Meng Hao yüzünde sakin bir ifadeyle elini kaldırdı ve ileriye doğru işaret etti. Aniden parmağı kan rengine dönüştü. Bu Kan Parmağıydı!

 

Sonra ikinci parmak, üçüncü ve en sonunda beş parmağı uzanarak bir Kan Avucuna dönüştüler! O tam otuz metre genişliğe sahipti ve hem hayali hem de gerçekçi görünüyordu. Dokuzuncu Animanın desteğiyle doğruca devasa ele doğru fırladı.

 

Büyük bir gümbürtüyle beraber hem Kan Avucu hem de büyülü sembollerden oluşan devasa el patlayarak paramparça oldu. Meng Hao bir an bile tereddüt etmedi; aniden ileri doğru fırlayarak sağ eliyle bir büyü hareketi uyguladı ve ardından elbise kolunu salladı. Hemen ölümcül bir hava yayıldı. Yeşilodun Ağacıyla birlikte Mor Denizin imhası, öfkeli alevler ve Ayaz Toprağın parıltısı görüldü.

 

Bu aniden beş karakterin ortaya çıkmasına neden olan bir beş elementli büyü tekniğiydi. Onların yaydıkları vahşi baskı savaş baltasından dağılan büyülü sembollerin üzerine çöktü.

 

Bir gümbürtüyle beraber savaş baltasını şekillendiren yüzlerce büyülü sembol titremeye başladı. Sanki kaçmaya çalışıyormuş gibilerdi ama bunu başaramadan önce Meng Hao onlara yaklaştı. Elini yumruk şekline getirdi ve ardından yumruğunu dünyevi vücudunun şiddetli gücüyle savurdu.

 

Hava titreşti ve çevredeki fırtına rüzgarlarından bir şiddetli esinti onun üzerine çöktü.

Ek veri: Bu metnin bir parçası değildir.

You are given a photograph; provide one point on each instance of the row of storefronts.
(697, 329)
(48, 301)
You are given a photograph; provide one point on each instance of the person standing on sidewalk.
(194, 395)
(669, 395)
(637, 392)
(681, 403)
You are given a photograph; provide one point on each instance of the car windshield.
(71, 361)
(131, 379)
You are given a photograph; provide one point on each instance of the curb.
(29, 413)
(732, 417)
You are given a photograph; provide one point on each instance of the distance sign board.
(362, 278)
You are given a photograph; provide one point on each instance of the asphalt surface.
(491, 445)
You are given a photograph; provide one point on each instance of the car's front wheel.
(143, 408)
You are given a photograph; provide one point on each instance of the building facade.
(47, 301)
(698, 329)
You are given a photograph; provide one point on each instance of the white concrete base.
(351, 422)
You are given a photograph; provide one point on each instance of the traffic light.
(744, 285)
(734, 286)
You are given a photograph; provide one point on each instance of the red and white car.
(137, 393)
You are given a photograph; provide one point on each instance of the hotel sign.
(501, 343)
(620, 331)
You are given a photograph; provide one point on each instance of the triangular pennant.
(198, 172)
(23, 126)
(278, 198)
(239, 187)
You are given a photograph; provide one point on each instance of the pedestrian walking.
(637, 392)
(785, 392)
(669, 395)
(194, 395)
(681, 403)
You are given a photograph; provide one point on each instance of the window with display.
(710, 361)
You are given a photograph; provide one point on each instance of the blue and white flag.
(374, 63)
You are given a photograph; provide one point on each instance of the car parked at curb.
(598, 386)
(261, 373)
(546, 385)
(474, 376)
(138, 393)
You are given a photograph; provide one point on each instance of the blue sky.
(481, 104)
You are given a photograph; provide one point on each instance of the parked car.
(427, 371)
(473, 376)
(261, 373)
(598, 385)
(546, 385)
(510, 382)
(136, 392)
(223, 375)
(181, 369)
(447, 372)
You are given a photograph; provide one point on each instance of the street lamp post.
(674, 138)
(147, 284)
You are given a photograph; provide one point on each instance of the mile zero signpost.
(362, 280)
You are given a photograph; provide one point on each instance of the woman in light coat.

Büyülü sembolleri keserek aniden dağılıp kaybolmalarına neden oldu.

 

Bu sefer büyülü semboller parladılar ama tekrar bir araya toplanamadılar. Meng Hao soğukça güldü, ardından başka bir büyü hareketiyle eş zamanlı olarak Gelişim merkezini deveran etti. Aniden binden fazla sayıda ufak dağlar ortaya çıktı ve ardından fırladılar.

 

Bu bin dağ tekniği Dağ Tüketme Efsunundan şekillenmişti ve hedefine doğru inerken her bir dağ bir büyülü sembole şiddetli baskı uyguladı. Aniden hepsi de baskı altına alınmıştı. Meng Hao elini salladı ve dağlar onları ezip geçti.

 

Göz açıp kapayıncaya kadar dağlar bir araya kaynaşmaya başladılar. Gümbürtü sesleriyle beraber içinde savaş baltasının mühürlü olduğu bin metre büyüklüğünde bir dağ ortaya çıktı.

 

Balta kendini kurtarmak için çabalasa da Meng Hao elini havaya doğru salladı ve dağ ona doğru geri gelmeye başladı. Bununla birlikte giderek küçüldü ve en sonunda avucuna sığacak boyuta kadar düştü.

 

İçindeki savaş baltası baskılanmış ve büzülmüştü. O sırada mücadelesi daha da şiddetlenmişti ve en sonunda çatırdama ve patırtı sesleri duyuldu. Bir kaç nefeslik sürenin ardından savaş baltası dağı yok etmeyi başardı ve ardından dışarı doğru kaçmaya yeltendi.

 

Meng Hao sakin bir ifadeyle sol elini işaret parmağını dağa doğru bastırdı.

 

"Şeytan Mühürleme, Sekizinci Nazar!"

 

Soğuk sesiyle konuştuktan sonra nazar karakteri ortaya çıktı ve dağın zirvesini kaplayarak onu mühürledi. Savaş baltası acı dolu bir inilti koparttı. O anda artık kurtulmak konusunda tamamen aciz kalmıştı.

 

Meng Hao en sonunda biraz rahatlamış hissetti. Ardında bir Kutsal Duyu ipliği bıraktı, bir kaç tane de kısıtlayıcı büyü ekledi ve en sonunda gülümsedi. Ardından dağı depolama çantasına attı.

 

"Bu bir hazine sayılabilir," diye düşündü gözleri ışıl ışıl parlarken. Bu eşyayı zapt etmek kolay olmuş gibi görünse de aslında Gelişim merkezinin bütün gücünü götürmüş ve dünyevi vücudunun inanılmaz gücünün desteği sayesinde bunu başarmıştı. Patrik Huyan gibi başka Ruh Bölme Gelişimcileri olsaydı Meng Hao gibi rahat bir şekilde bu savaş baltasını ele geçiremezdi.

 

"Ruh hazinesi ne kadar fazlaysa o kadar iyi," diye düşündü. "Kim bilir onları gelecekte nasıl bir ücrete satacağım." Canlı gözleriyle etrafına bakındıktan sonra bakışı en sonunda uzaklarda süzülen bir yüz büyülü sembolden oluşan grubun üzerine geldi.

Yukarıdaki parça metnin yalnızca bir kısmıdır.